06-13, 11:50–12:30 (Europe/Berlin), Palais Atelier
The National Audiovisual Institute (INA) is a repository of all French audiovisual archives, being responsible for archiving over 180 radio and television services, 24/7, since 1995. The generated metadata describing this content currently represents the equivalent of over 50 million documents (e.g.: images, audio and video fragments, text excerpts, etc.). Due to the heterogeneity of the content, the data model is directly inspired from the conceptual models of cultural heritage, represented by a large graph with complex relations between generic entities.
The challenge for building a global search engine for this particular use case is twofold: on one hand, the capacity to index and maintain the entire set of documents updated in a reasonable amount of time, and on the other hand the implementation of complex full text search capabilities with high performance.

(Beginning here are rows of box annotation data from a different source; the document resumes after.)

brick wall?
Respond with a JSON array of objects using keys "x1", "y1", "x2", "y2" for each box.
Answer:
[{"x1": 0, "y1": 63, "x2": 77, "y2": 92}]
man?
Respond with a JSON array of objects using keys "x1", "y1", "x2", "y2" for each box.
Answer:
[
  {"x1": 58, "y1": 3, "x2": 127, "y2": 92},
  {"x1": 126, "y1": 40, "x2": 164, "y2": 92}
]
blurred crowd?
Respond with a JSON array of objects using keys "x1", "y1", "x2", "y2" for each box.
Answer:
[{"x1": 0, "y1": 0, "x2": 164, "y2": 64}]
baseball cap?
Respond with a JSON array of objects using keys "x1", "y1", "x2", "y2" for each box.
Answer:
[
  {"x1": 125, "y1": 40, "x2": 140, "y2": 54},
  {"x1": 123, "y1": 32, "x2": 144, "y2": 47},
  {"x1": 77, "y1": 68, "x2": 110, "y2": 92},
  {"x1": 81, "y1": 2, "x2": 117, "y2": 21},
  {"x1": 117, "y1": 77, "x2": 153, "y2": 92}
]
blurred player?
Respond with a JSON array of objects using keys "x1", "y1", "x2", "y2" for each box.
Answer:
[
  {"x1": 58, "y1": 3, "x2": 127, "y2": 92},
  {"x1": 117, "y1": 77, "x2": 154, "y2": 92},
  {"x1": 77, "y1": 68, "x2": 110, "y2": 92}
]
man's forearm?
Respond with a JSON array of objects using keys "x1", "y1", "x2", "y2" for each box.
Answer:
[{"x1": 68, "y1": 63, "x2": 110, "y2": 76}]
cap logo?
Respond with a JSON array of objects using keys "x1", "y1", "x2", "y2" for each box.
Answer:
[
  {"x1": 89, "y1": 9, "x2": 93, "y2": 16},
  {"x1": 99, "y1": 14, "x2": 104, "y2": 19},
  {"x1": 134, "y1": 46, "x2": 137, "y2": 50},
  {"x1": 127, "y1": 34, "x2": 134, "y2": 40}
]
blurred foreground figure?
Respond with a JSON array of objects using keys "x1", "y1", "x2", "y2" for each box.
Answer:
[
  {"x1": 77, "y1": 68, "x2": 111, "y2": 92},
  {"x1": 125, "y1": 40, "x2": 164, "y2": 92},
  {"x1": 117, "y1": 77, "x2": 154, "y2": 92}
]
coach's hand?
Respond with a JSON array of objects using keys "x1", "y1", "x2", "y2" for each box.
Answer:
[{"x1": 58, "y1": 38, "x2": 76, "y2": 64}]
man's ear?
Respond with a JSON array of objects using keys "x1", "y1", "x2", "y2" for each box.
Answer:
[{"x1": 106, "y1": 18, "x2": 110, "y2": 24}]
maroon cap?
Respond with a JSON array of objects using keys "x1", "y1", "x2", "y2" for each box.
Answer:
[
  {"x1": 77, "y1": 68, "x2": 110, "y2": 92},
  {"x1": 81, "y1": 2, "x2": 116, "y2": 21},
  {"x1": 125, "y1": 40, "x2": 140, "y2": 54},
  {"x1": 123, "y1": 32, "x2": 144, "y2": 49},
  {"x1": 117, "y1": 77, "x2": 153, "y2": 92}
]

Our talk describes the key choices for the graph representation, facilitating the indexing process of the documents, as well as the technical framework set up around Elasticsearch, implementing dedicated search APIs required by different functional areas.

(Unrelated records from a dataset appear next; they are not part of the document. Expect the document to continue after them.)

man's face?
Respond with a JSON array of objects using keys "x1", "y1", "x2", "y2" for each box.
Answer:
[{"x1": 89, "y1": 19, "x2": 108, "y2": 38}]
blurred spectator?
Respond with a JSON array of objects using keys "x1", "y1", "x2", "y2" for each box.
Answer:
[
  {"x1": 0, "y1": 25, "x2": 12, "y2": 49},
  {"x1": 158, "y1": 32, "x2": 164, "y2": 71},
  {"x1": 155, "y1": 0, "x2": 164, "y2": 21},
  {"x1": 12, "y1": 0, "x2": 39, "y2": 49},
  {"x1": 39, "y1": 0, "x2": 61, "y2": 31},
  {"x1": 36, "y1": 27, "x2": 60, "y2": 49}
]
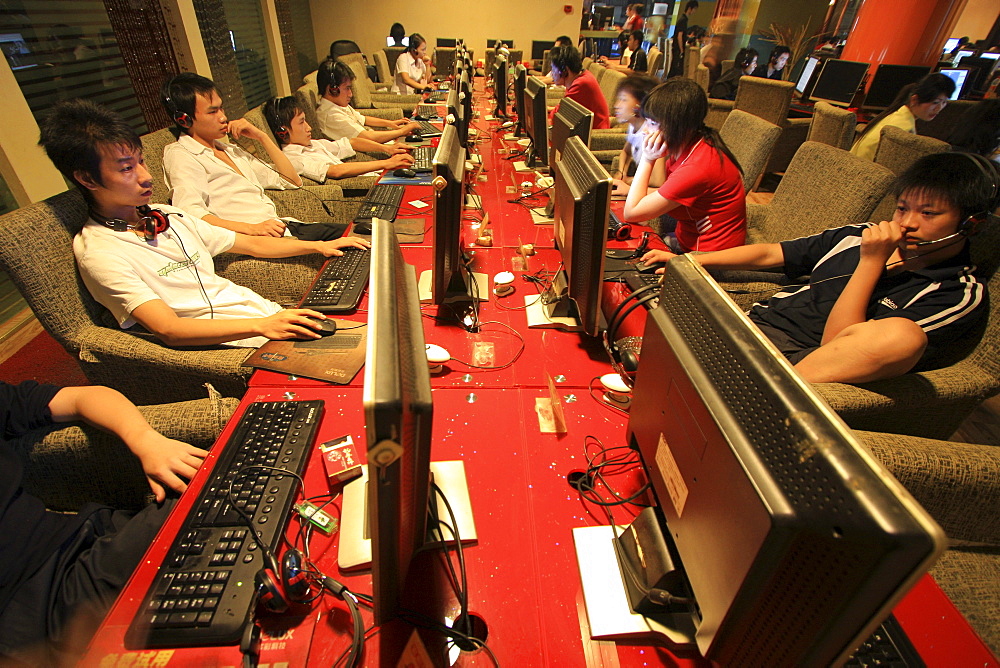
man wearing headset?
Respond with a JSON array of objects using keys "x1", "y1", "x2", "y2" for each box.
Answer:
[
  {"x1": 393, "y1": 32, "x2": 434, "y2": 95},
  {"x1": 642, "y1": 153, "x2": 1000, "y2": 383},
  {"x1": 156, "y1": 72, "x2": 300, "y2": 237},
  {"x1": 316, "y1": 54, "x2": 420, "y2": 145},
  {"x1": 0, "y1": 381, "x2": 215, "y2": 666},
  {"x1": 39, "y1": 100, "x2": 370, "y2": 347}
]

We also briefly mention the implementation optimisations that lead to a full process of 50 million documents in less than 48 hours, for an equivalent of 800GB Elasticsearch index.
Radu is providing Consulting Services as Solutions Architect at Adelean. He handles projects around Elasticsearch and Adelean’s A2 search technology. He oversees the integration and evolution of search engines within large e-commerce platforms and marketplaces. Prior to joining Adelean, Radu acquired a solid experience in Web archiving, operating large scale crawling systems in the context of several European research projects. He holds a PhD in Computer Science and a MSc in Distributed Systems.